When companies adopt social media, they are usually concerned about people saying bad things about them. Their first instinct is to issue a policy that dictates what people can and cannot say. This can often backfire, since being able to talk about wages, hours and working conditions is protected by the NLRA. Employers want to be careful about disciplining employees for off-duty conduct.
Basically, employers can’t have the one thing they really want. The law prevents it.
But there are some important legal issues to consider when employees are using social media.
- Discrimination/Harassment— Social media posts are evidence. Twitter is public and the rest is easily accessible. So if employees, particularly managers, make discriminatory comments or use social media to harass employees in a protected class, the company can be liable.
- Intellectual Property— Employees need to understand exactly what is confidential, such as trade secrets and financial information. This does not mean having them sign a Nondisclosure Agreement where “Confidential Information” includes the toilet paper in the men’s room. They need training on what is secret and why. Do your managers know what information can and can’t be discussed outside the company?
- Other Personal Information— Personal information about employees or clients should not be discussed on social media, not even on Facebook where people think it’s private. It’s not. There are many Federal and State laws that deal with employee privacy, but if it has anything to do with their medical, financial, or sex lives, don’t talk about it on social media.
- Public Companies and Regulated Industries— Do your employees know what information is covered by insider trading regulations? It’s broad and can potentially include almost anything relating to finances or changes at a publicly held company. Other industries, especially the financial/banking industries, have specific rules about what information can and cannot be disclosed.
- Employee Safety— Employees should not use location features or check in on Four Square if it could compromise their safety. Don’t check in when you’re making the night deposit.
- Company Strategy–Also don’t inadvertently reveal confidential strategy information. If an executive from company A is constantly checking in at the airport and then a city where company B is headquartered, it doesn’t take a rocket scientist to wonder if merger discussions are going on.
- Computer Hacking-– While employers can generally see anything done on their networks or devices, if either the company or employees do not have authority to be in someone’s account and delete, add, or change something, it is potentially computer hacking.
- Copyright and Fair Use— If employees are using social media as part of their jobs and posting content to company accounts or webpages, they need to understand the limits of copyright, how to properly use an excerpt, and how to give attribution. They also need to understand they can’t just copy all or large portions of someone’s article, graphic, photograph, or artwork without the author’s or artist’s permission.
- FTC Disclosures— If you have employees saying great things about your company on their personal blogs or anywhere the relationship is not open and obvious, they need to disclose that they are employees or are getting paid to write the reviews/endorsements/glowing and gushing recommendations.

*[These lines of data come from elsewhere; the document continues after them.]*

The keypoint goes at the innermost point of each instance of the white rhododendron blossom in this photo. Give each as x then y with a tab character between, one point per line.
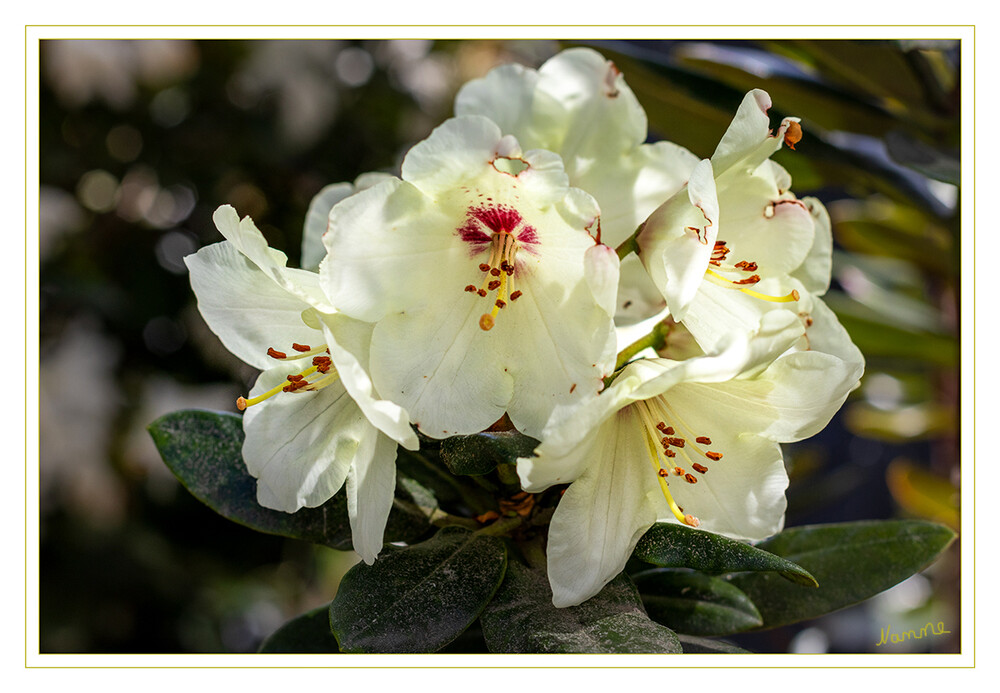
480	272
480	289
318	215
693	441
306	435
578	105
737	243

- Defamation– Defamation is publishing something untrue about someone that harms her reputation. If something is posted by your employee on your website or company page, you will probably be liable for it.
- Office Drama–Social media does not cause office drama. Social drama has always existed and always will. But social media does amplify it. Do not post when you are angry, sad, lonely, tired. Do not post after 10 pm or two drinks, whichever comes first. If you have common sense and good judgment, social media is a great tool. If not, it’s evidence.
- Company Monitoring— The more an employer controls it, the higher the chance the company will be liable. But companies also can’t just bury their corporate heads in the sand and pretend like they don’t know about what’s going on, especially if it rises to the level of harassment or whistle-blowing. So if the company has a Facebook page or Pinterest page, make sure that several people look at it periodically to see what’s going on. But don’t stalk your employees or monitor their every move because that just creates a culture of suspicion and control.
- Who Owns Contacts?– Figure out at the beginning, especially with your recruiters and salespeople, who owns the contacts developed through the employee’s use of social media. Hint: Agree that both the company and the employee will get a copy of the contacts when the employee leaves and decide who gets to continue the account after the relationship ends. Don’t wait until its all screwed up and you mistrust each other.
- Terms of Service— Get someone to read the terms of service with any account the company opens. Get a lawyer to translate them into English if you need to. Make sure that you are willing to sign up to indemnify and pay Pinterest’s legal fees if they get sued for something on your page.
It’s important to understand these issues and train employees to recognize them and handle them professionally. These are not things you can just slap a policy on and expect people to understand and do.